I guess the answer is: I should quit the diet coke. Yea, I am feeling deep and moody.
Personal dreams are not as important as daily responsibilities. I think dreams can be the inspiration for facing and meeting our responsibilities. For instance, I want a home of our own. I could get a house by signing a 50 year mortgage, but that only jeopardizes our security and compromises our peace of mind. I can't deny the sensibility of waiting, and while I wait, saving, planning and anticipating. My responsibilities successfully fulfilled will, hopefully, hasten a dream coming true.

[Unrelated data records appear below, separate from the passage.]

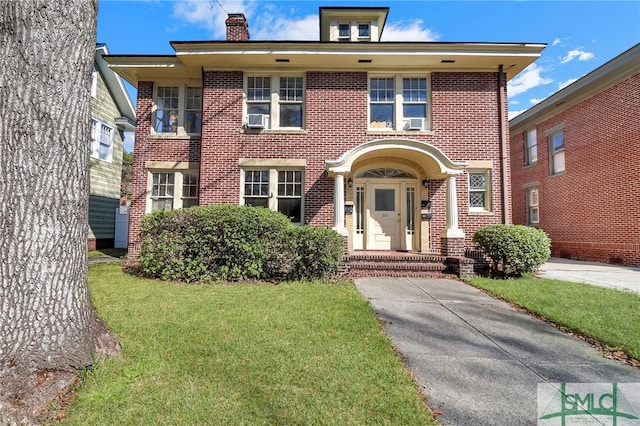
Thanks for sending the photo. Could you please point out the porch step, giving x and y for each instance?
(396, 264)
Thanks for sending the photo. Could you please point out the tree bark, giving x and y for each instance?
(48, 328)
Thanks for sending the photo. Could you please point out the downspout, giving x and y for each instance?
(504, 153)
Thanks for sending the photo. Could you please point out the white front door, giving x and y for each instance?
(385, 219)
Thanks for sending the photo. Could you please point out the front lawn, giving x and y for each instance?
(249, 354)
(609, 316)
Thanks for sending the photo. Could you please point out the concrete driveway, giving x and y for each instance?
(478, 360)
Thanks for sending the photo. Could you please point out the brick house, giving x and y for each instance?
(574, 160)
(396, 145)
(112, 114)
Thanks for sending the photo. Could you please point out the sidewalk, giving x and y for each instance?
(600, 274)
(478, 360)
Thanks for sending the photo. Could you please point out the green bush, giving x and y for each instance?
(513, 249)
(316, 252)
(234, 243)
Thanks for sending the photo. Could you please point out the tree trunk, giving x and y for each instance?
(48, 327)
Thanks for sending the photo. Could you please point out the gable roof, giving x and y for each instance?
(616, 70)
(116, 88)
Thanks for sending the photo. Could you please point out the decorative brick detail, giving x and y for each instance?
(591, 211)
(453, 247)
(237, 27)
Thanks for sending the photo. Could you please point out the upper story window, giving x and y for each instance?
(344, 32)
(102, 137)
(364, 31)
(94, 83)
(178, 110)
(479, 190)
(275, 102)
(556, 152)
(399, 103)
(530, 147)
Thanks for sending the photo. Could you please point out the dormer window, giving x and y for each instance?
(364, 31)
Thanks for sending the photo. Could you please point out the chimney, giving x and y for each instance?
(237, 27)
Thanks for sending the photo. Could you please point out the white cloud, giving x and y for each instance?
(577, 53)
(565, 83)
(515, 113)
(210, 15)
(529, 78)
(408, 31)
(269, 21)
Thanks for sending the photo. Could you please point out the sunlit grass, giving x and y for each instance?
(609, 316)
(297, 353)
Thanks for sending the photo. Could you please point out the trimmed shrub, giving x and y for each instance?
(233, 243)
(316, 252)
(513, 249)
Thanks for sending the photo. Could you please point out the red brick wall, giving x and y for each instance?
(464, 122)
(592, 211)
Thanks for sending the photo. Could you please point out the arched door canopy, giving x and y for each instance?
(435, 163)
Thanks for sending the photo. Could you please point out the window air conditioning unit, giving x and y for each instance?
(256, 121)
(415, 124)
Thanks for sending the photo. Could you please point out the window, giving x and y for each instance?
(291, 101)
(414, 98)
(163, 190)
(276, 189)
(364, 31)
(556, 151)
(533, 208)
(280, 99)
(101, 141)
(344, 32)
(399, 103)
(479, 191)
(178, 110)
(189, 189)
(382, 97)
(94, 83)
(530, 148)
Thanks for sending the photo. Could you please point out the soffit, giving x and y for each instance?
(192, 57)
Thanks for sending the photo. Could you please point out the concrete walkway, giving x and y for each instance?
(477, 359)
(600, 274)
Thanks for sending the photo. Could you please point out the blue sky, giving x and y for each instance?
(581, 35)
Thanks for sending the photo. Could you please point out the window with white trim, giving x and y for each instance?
(399, 102)
(479, 190)
(278, 98)
(530, 147)
(279, 189)
(556, 152)
(102, 137)
(533, 206)
(364, 31)
(344, 32)
(178, 110)
(165, 193)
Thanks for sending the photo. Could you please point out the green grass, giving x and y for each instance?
(609, 316)
(296, 353)
(111, 252)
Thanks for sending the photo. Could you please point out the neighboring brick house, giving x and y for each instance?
(112, 113)
(396, 145)
(574, 160)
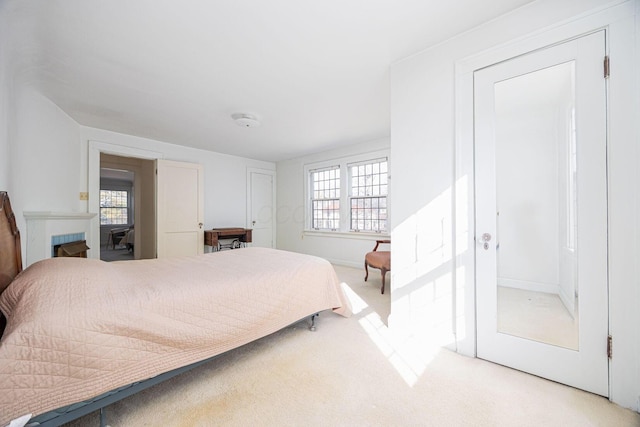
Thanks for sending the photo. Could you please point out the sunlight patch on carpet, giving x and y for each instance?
(408, 356)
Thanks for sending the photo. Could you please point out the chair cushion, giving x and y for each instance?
(379, 259)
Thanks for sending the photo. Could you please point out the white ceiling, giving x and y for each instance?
(315, 73)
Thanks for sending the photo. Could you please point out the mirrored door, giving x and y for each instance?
(541, 224)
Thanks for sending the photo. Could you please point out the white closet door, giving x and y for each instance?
(541, 213)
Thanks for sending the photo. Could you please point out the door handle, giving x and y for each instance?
(485, 238)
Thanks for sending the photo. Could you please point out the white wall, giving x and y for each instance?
(432, 228)
(6, 97)
(225, 177)
(48, 164)
(340, 248)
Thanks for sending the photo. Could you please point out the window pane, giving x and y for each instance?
(325, 203)
(368, 196)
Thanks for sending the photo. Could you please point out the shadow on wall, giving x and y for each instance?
(426, 302)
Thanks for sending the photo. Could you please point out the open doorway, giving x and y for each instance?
(117, 212)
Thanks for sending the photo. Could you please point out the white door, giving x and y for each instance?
(541, 213)
(180, 209)
(261, 203)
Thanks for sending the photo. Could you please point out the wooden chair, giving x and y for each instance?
(378, 259)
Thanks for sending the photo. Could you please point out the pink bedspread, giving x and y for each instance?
(80, 327)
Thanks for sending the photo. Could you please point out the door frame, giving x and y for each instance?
(464, 200)
(620, 21)
(272, 173)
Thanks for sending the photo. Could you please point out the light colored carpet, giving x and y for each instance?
(353, 372)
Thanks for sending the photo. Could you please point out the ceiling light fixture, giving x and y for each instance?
(245, 120)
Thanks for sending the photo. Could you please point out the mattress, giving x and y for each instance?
(77, 328)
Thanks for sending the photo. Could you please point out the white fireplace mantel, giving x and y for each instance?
(42, 225)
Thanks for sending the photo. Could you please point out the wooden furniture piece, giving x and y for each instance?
(202, 307)
(11, 259)
(240, 237)
(378, 259)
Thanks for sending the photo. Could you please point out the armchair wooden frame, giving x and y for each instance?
(378, 259)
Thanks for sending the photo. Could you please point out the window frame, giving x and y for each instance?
(345, 194)
(129, 196)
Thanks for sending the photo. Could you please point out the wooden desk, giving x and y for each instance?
(240, 237)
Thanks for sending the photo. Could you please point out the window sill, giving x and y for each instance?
(357, 235)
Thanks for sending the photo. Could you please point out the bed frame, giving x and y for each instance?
(10, 267)
(11, 260)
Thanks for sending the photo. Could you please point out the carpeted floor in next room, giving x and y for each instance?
(352, 372)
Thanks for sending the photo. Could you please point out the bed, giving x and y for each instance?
(81, 333)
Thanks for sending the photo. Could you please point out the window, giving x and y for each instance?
(114, 206)
(368, 197)
(325, 198)
(349, 194)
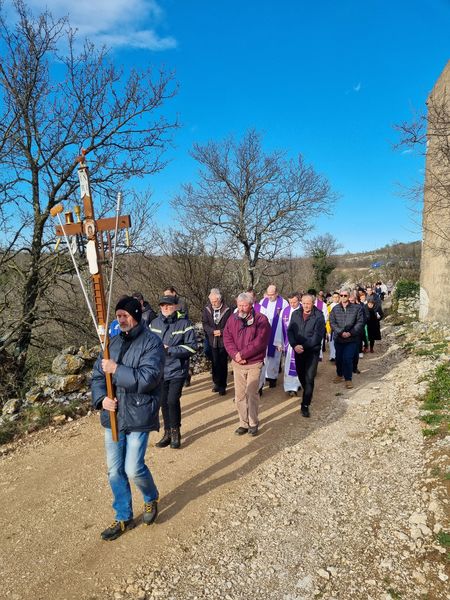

Freedom is not a right, it is a privilege and a gift. There is no inherent, cosmic promise for freedom, though I wish it could be so. I wish we could all take off and see the world from a bicycle, or glide along tranquil rivers in green canoes. I wish there were no hunger, disease or war. By fortune or by effort I enjoy a great deal of freedom, and it's a daily struggle to balance in my heart and mind what freedom I am entitled to and what freedom I am accepting at the expense of others. I have worked for an hourly wage, and paid my own way. I have traded my skills for food and shelter, and I have been dependent on my parents, and friends. When we are dependent I think we must be aware that our freedom is compromised and that we are infringing on the freedom of those who support us, so in exchange we must nurture and support, show interest and care for our benefactors. It's not enough to expect our needs to be fulfilled, to insist on freedom and to demand of others what we are not willing to earn for ourselves. When we are able we must share our skills, our hearts and our time, so that all can enjoy the prospect of freedom.